See https://github.com/SharePoint/PnP-Tools/blob/master/Solutions/SharePoint.Modernization/SharePointPnP... for a starting basis for your own transformator.

Highlighted

Thanks, @Bert Jansen.  I was unable to @ mention you before for some reason...

 

I had found the HtmlTransformator.cs so it's good to know I was moving along the right path.  Do you have a list of gotchas that the text editor does not handle.  I can infer this from the code, but some of it does not seem to be a problem for me.  For example, I don't appear to need a <P> just before an image.  The biggest one so far has been <table> elements.  That and the fact that a bunch of inline css is just plain stripped which I can't do much about other than find workarounds using the techniques the current editor uses.

 

You clearly have a lot of knowledge here so I'll take any other information you can provide.

 

Thanks!

Kirk

Highlighted
Best Response confirmed by Kirk Liemohn (Occasional Contributor)
Solution

The easiest way to understand what's valid HTML is to create a piece of text using all the layout and formatting options you need. Once you've that you can grab the page list item and look at the canvascontent1 field to obtain the generated HTML. You'll see that only a limited number of styles are supported and fixed set of classes for color and size information. Anything else you use can be initially displayed but will be lost during edit.

Highlighted

Thanks, that helps.  This will be tedious.

Highlighted

This is an older thread, but if anyone is still here, there seems to be a bug in SharePoint Modern Pages where table content is added through the UI.  We added a small table of content to a page, saved it, published it, then when we went back to edit the content disappeared.

 

In other words, it might not just be a valid/invalid HTML thing.
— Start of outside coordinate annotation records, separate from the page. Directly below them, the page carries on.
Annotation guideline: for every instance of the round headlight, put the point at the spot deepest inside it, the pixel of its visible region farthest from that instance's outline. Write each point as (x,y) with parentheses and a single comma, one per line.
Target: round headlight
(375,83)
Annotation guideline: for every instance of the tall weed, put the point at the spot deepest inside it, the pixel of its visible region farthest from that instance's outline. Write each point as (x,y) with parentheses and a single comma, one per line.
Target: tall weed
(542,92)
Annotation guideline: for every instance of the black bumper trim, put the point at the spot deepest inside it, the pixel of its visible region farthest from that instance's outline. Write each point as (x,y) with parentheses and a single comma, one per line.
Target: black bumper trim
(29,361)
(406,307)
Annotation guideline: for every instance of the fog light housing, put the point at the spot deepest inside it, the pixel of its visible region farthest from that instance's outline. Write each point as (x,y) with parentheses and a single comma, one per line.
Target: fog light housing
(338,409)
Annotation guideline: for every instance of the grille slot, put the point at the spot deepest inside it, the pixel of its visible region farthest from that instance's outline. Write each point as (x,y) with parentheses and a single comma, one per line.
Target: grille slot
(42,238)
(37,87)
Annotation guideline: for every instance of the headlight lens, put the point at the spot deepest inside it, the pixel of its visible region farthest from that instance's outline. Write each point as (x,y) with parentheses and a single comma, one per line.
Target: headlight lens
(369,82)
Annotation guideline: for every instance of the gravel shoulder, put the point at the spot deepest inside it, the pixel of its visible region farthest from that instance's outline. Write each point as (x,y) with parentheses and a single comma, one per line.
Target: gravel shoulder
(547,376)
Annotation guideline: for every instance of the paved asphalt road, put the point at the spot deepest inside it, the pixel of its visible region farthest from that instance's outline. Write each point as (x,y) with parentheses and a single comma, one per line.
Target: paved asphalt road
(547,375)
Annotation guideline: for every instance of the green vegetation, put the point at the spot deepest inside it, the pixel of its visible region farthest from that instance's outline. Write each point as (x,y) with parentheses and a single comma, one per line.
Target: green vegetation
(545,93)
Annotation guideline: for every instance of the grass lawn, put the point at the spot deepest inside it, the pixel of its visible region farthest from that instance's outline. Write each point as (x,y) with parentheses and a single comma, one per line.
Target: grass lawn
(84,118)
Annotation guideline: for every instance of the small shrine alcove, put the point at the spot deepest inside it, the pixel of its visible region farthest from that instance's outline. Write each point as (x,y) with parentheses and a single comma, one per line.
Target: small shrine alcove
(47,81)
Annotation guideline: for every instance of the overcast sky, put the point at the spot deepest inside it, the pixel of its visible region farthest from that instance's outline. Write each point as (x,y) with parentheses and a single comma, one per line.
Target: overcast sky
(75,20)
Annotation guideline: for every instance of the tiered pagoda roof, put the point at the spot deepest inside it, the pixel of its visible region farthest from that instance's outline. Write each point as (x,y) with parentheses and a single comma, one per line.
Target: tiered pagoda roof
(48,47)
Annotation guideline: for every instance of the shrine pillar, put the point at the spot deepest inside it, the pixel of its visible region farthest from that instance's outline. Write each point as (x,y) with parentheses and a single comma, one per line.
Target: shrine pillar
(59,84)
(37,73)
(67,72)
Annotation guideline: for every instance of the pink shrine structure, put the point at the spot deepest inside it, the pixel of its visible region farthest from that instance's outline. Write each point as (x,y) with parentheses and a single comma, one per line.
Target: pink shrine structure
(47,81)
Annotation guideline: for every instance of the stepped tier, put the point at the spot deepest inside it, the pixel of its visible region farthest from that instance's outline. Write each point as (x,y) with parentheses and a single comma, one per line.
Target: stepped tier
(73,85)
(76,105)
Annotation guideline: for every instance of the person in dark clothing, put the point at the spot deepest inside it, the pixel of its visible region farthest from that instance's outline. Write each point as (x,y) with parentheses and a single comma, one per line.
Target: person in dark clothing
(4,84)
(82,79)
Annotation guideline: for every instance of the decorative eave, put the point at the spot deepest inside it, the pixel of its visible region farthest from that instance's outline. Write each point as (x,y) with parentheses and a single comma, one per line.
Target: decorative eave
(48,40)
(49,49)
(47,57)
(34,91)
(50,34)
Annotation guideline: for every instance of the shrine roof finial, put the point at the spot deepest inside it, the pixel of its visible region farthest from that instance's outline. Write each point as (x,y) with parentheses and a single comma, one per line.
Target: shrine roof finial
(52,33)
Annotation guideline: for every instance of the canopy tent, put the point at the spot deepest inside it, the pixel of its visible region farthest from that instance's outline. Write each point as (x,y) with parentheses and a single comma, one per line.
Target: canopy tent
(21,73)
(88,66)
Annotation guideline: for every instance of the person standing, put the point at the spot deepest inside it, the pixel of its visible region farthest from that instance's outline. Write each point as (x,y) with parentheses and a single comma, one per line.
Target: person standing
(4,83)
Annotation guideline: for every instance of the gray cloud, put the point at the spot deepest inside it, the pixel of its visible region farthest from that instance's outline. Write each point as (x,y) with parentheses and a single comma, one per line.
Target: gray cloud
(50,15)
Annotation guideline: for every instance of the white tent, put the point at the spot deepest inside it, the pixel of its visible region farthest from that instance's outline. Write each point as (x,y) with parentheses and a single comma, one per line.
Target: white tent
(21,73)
There might be a bigger issue here.

Highlighted

If you are using a "<table>" element, then you need to add wrap it with additional divs that have "canvasRteResponsiveTable" and "tableWrapper" classes.  See my comment further above for more details.

 

Highlighted

Thanks for the reply!  We are editing the content using the WYSIWYG editor, not through HTML, so adding an additional div is not relevant in this particular case.  Whatever HTML is being generated by the OOTB editor is not able to be rendered in edit mode.  As a result, switching to edit mode and saving the page with no changes will result in lost content.

Highlighted

This looks like a bug, tables created using the editor should always stay editable by the editor. Can you open a support case for this? Alternative describe a repro in here and I'll get the right folks to see it.

Highlighted

I agree that it is a bug.  You clearly said it was added through the UI, but I was missed that before.

Highlighted

Ugh, I was not able to reproduce this on a brand new page, so perhaps it's a combination of the web parts that are already on the page or perhaps it's the combination of styles that I chose at the time.  Pure speculation: maybe selecting multiple table cells and choosing a font size somehow caused bad HTML to be generated or something.

 

I copied the rendered content (not the code) from published page using ctrl+c, then used ctrl+v to paste the content back into the text webpart.  I am now able to successfully edit the page.  Weird.

 

Not quite reproduction steps, but additional info:

- the page is an intranet homepage, so it has a powerapp part, a yammer part, some links and text parts, etc.

- the text content I was struggling with was a Heading, a 4x4 HTML table, and some paragraph text.  The 4x4 HTML table had some font formatting all done through the UI, but I remember struggling with the interface to get the colors to stick.  For example, I would select some text, change it to Red, then select some OTHER text and was not able to change the color to Green until I clicked outside the editor box and let the page auto-save.

- I was able to reproduce the "disappearing content" bug consistently by restoring the version of the page

 

Thanks for the input in this thread! I agree I should open a support case.